Mataram (ANTARA) - DPRD Provinsi Nusa Tenggara Barat (NTB) mengusulkan pembangunan kastorit atau gudang penyimpanan berstandar agar harga komoditas bawang merah bisa selalu stabil dan tidak merugikan petani.
"Nusa Tenggara Barat butuh kastorit. Kalau hanya disimpan di ruang terbuka, maka kualitas bawang merah menurun," ujar Anggota Komisi II DPRD NTB Hulaemi saat ditemui di Mataram, Rabu.
Hulaemi mengatakan gudang kastorit dapat membuat mutu, berat, dan kualitas bawang merah utuh meski disimpan dalam waktu yang cukup lama.
Menurutnya, Nusa Tenggara Barat sebagai produsen bawang merah terbesar ketiga secara nasional setelah Jawa Tengah dan Jawa Timur saat ini belum memiliki gudang kastorit.
DPRD NTB mendorong pemerintah daerah agar mengalokasikan anggaran untuk pembangunan gudang kastorit agar memperkuat ketahanan pangan daerah serta menjaga stabilitas harga di tingkat petani terkhusus saat memasuki masa panen raya.
"Kalau harga bawang di bawah Rp15 ribu per kilogram petani pasti rugi dan sekarang Rp25 ribu masih bagus. Kita harus siapkan skema untuk mengantisipasi gejolak harga ke depan," ucap Hulaemi.

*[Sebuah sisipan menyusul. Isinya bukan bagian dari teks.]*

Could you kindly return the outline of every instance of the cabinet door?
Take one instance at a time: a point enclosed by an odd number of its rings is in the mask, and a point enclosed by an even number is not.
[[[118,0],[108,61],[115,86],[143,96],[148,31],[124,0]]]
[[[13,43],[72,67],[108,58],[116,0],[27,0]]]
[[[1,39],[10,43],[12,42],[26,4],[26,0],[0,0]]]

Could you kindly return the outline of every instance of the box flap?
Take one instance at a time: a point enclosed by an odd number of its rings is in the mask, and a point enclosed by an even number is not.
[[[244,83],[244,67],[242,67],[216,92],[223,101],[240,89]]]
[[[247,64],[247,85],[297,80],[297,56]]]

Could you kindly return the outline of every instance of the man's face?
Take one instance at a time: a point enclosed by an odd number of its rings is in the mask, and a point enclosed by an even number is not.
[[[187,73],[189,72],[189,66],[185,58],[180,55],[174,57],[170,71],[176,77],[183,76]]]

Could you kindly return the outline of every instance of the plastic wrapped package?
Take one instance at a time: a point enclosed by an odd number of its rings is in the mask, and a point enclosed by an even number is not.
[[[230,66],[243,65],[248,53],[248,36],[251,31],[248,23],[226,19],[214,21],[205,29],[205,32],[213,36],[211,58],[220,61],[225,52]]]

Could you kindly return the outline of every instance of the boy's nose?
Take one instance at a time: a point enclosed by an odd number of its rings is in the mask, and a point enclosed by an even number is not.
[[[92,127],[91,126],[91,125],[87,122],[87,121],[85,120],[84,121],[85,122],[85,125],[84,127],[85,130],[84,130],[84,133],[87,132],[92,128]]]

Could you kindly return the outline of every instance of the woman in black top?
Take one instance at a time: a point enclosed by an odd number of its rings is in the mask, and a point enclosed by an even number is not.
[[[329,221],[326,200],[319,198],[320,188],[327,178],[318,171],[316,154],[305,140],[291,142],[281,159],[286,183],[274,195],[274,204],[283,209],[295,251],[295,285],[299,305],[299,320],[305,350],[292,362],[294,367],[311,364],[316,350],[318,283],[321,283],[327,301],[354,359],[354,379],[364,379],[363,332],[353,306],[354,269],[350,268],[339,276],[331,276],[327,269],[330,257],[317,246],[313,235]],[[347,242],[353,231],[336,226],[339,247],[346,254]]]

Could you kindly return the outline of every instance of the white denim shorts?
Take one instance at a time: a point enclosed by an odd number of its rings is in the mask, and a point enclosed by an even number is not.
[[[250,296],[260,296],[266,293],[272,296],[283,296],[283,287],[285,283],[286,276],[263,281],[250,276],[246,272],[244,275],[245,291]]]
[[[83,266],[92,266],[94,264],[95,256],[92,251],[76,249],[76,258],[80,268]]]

Pada 3 September 2025, harga bawang merah rata-rata di Nusa Tenggara Barat menurut laporan Dinas Perdagangan NTB senilai Rp34.400 per kilogram. Padahal dua pekan lalu pada 15 Agustus 2025 harga rata-rata bawang merah masih bertengger di angka Rp43.267 per kilogram.
Setiap hari harga bawang merah terus mengalami penurunan lantaran saat musim kemarau jumlah produksi bawang cenderung melimpah.
Baca juga: Kementan kucurkan dana Rp7 Miliar, Produksi padi di Lombok Tengah digenjot
Hulaemi memperingatkan masyarakat bahwa awal tahun 2026 ada potensi kelangkaan dan lonjakan harga jika tidak ada pengendalian sejak dini. Saat musim hujan produksi bawang merah seringkali menurun akibat terdampak hama dan penyakit.
"Saat surplus seperti sekarang harus ada yang disisihkan untuk Desember dan Januari agar harga tetap stabil," ujarnya.
Bawang merah Nusa Tenggara Barat termasuk komoditas yang diminati konsumen luar wilayah. Ketika bawang tidak diserap di pasar lokal, maka pengusaha menjual bawang merah itu ke daerah lain maupun nagara lain.
Baca juga: Pemprov NTB mewanti-wanti petani tanam komoditi pertanian tahan cuaca
Berdasarkan data Badan Pusat Statistik (BPS) pada 2024, angka produksi bawang merah di Nusa Tenggara Barat sebanyak 1,59 juta kuintal. Jumlah itu mengalami penurunan bila dibandingkan tahun 2023 yang mencapai 2,12 juta kuintal.
Fenomena El Nino dan La Nina turut mempengaruhi produksi bawang merah karena kondisi iklim tersebut mempengaruhi curah hujan.